PML is associated with a weakened immune system that can occur in patients with diseases such as lymphoma, leukemia and other hematologic malignancies. According to published literature, the risk of PML in persons with hematologic malignancies is estimated to be 0.07%, or approximately one in 1,400 (1). More than 2,000 patients worldwide have received treatment with Adcetris to date.
PML was described in the original PI for Adcetris based on a single case reported in a patient who had received four chemotherapy regimens prior to receiving Adcetris. Following the occurrence of a second case of PML, Seattle Genetics began working in conjunction with the FDA to add a boxed warning in order to heighten awareness of the potential risk of PML. There has also been a third suspected, but unconfirmed, case of PML reported in a heavily-pretreated patient receiving Adcetris.
In addition, based on data from a phase I clinical trial of Adcetris in combination with ABVD (Adriamycin, bleomycin, vinblastine and dacarbazine) for the treatment of newly diagnosed Hodgkin lymphoma patients, a contraindication for concomitant use of bleomycin and Adcetris will be added to the PI. This is based on data demonstrating that 40 percent of patients (10 out of 25) in the Adcetris plus ABVD cohorts of the trial had an event of pulmonary toxicity, compared to an overall rate of pulmonary toxicity with bleomycin-based regimens reported in published literature of 10 to 25 percent (2,3). To date, no pulmonary toxicity events have been observed in the Adcetris plus AVD cohorts of the trial. Adcetris is not approved for the front-line treatment of Hodgkin lymphoma.
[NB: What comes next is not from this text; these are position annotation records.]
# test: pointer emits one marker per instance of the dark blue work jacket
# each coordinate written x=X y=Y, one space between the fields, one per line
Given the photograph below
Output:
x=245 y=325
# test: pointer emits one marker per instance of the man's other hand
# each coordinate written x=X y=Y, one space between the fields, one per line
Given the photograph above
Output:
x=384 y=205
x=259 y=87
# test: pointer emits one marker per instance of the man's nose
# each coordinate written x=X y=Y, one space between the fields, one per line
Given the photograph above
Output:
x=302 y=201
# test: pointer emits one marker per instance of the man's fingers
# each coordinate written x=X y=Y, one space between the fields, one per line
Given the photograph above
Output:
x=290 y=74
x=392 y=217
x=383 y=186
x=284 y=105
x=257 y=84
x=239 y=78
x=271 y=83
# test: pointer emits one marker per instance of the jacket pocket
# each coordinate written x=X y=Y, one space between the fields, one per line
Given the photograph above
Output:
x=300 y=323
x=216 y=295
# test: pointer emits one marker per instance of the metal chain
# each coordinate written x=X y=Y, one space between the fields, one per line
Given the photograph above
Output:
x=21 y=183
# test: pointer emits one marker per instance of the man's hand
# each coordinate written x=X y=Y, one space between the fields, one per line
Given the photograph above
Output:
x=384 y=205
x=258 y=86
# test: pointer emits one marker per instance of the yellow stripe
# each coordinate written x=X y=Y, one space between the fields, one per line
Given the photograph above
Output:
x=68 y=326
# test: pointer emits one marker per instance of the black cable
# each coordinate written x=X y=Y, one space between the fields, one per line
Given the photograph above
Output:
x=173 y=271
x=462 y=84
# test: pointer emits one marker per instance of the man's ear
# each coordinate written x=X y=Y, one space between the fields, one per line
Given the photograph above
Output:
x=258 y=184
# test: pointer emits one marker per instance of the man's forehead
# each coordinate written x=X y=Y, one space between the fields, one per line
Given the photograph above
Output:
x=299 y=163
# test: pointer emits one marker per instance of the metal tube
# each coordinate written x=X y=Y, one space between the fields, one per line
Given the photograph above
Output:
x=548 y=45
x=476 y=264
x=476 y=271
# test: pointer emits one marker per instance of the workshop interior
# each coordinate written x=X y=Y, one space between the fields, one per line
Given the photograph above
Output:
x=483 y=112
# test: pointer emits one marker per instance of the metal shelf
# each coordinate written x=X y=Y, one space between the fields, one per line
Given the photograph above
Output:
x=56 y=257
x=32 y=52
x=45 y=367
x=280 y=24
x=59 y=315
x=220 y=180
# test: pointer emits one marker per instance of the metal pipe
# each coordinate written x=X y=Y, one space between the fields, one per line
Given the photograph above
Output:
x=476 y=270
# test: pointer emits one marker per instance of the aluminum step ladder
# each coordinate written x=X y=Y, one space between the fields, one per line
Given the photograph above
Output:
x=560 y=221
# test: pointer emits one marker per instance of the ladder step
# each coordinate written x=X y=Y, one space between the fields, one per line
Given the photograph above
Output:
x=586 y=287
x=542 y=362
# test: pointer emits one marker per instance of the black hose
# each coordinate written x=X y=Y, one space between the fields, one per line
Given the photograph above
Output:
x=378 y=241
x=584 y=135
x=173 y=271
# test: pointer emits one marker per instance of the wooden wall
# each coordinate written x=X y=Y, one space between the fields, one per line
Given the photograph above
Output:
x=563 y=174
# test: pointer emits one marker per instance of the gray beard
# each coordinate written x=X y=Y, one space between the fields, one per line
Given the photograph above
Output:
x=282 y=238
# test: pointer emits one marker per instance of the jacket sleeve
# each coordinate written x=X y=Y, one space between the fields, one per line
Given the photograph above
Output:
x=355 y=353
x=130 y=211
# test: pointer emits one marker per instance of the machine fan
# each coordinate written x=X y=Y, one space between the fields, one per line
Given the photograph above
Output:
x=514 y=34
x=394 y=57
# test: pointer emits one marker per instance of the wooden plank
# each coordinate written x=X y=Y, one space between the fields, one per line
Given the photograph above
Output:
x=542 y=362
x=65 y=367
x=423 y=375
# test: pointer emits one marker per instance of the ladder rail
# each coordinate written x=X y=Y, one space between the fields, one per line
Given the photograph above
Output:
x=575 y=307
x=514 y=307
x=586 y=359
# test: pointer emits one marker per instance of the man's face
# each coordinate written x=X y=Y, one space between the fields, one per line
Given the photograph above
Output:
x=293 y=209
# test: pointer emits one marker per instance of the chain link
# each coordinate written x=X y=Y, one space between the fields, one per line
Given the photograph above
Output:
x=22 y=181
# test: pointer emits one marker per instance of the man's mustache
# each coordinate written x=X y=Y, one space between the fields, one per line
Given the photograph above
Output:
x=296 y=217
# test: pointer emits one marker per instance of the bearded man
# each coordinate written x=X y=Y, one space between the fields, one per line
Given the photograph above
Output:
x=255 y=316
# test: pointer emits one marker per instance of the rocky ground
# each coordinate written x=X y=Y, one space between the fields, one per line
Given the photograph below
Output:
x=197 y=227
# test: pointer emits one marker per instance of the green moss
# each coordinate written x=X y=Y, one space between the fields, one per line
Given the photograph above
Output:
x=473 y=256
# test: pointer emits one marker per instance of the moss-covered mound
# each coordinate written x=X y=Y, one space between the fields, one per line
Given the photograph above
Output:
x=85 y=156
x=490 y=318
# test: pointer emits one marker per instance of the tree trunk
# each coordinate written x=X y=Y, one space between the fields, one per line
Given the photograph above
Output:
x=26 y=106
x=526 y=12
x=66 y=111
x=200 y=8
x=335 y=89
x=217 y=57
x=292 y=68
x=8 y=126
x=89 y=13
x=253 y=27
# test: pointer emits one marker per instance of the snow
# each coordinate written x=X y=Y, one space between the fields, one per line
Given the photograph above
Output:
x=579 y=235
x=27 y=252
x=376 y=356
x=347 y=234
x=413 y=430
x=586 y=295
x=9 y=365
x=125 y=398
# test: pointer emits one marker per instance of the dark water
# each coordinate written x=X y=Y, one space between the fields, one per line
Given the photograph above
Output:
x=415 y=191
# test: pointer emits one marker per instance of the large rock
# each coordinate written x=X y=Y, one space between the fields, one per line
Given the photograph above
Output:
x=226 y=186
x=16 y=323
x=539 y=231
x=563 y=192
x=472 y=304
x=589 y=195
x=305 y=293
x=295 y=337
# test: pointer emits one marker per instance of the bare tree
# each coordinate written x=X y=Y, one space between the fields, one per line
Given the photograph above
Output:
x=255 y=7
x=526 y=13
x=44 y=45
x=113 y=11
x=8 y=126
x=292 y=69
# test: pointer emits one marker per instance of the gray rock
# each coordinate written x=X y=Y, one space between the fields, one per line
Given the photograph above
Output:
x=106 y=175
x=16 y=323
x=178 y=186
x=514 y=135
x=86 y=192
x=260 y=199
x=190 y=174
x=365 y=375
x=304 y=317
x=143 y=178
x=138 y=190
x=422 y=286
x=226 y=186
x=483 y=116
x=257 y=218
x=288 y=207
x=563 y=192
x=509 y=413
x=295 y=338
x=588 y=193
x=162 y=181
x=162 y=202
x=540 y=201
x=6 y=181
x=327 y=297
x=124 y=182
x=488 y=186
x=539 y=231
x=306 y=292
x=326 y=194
When finalized, the updated PI will be posted at www.seattlegenetics.com.
PML is a rare, progressive, demyelinating disease of the central nervous system that often leads to death or severe disability. PML is caused by reactivation of the John Cunningham (JC) virus. JC virus resides in latent form in 40-80 percent of healthy adults. Reactivation of the latent infection is associated with immunocompromised conditions and may occur months following discontinuation of immunosuppressive therapy. PML has been reported in patients with Hodgkin lymphoma, HIV-positive patients, immunosuppressed cancer patients, transplantation patients and patients with autoimmune disease. There are no known interventions that can reliably prevent or adequately treat PML.
Adcetris (brentuximab vedotin) is an ADC comprising an anti-CD30 monoclonal antibody attached by a protease-cleavable linker to a microtubule disrupting agent, monomethyl auristatin E (MMAE), utilizing Seattle Genetics’ proprietary technology. The ADC employs a linker system that is designed to be stable in the bloodstream but to release MMAE upon internalization into CD30-expressing tumor cells.